Yu T Z, Ma C T
Laboratory of Cardiovascular Physiology, Hunan Medical University, Changsha 410078.
Zhongguo Ying Yong Sheng Li Xue Za Zhi. 2001 Feb;17(1):58-60.
To investigate the effects of hypoxia on the proliferation of different diameter intra-pulmonary artery smooth muscle cells (PASMCs), and to study the possible signal transduction pathway in proliferation caused by hypoxia.
PASMCs were isolated from three different size of pulmonary arteries (>1 000 microm, 500-800 microm, 300-400 microm diameter) and cultured separately. 3H-TdR incorporation and cell number were used to measure cell proliferation.

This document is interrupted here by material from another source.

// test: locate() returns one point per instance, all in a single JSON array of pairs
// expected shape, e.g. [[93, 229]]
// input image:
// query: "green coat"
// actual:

3H-TdR incorporation and cell number of PASMCs from three sizes of pulmonary artery (> 1 000 microm, 500-800 microm, 800-400 microm diameter) increased 23.5% and 11.1%, 60.0% and 33.8%, 141.4% and 52.0%, respectively. Calcium antagonist (verapamil), PKC inhibitor (staurosporine), and Na(+)-H+ exchange inhibitor (amiloride) were used in PASMCs isolated from 300-400 microm diameter pulmonary artery. The results showed that verapamil, staurosporine and amiloride could notably block hypoxia-induced increase 3H-TdR incorporation and cell number.
Proliferation of pulmonary artery smooth muscle cell responded to hypoxia differently according to the artery size; activation of calcium channel, PKC and Na(+)-H+ exchange might mediate the proliferation initiated by hypoxia.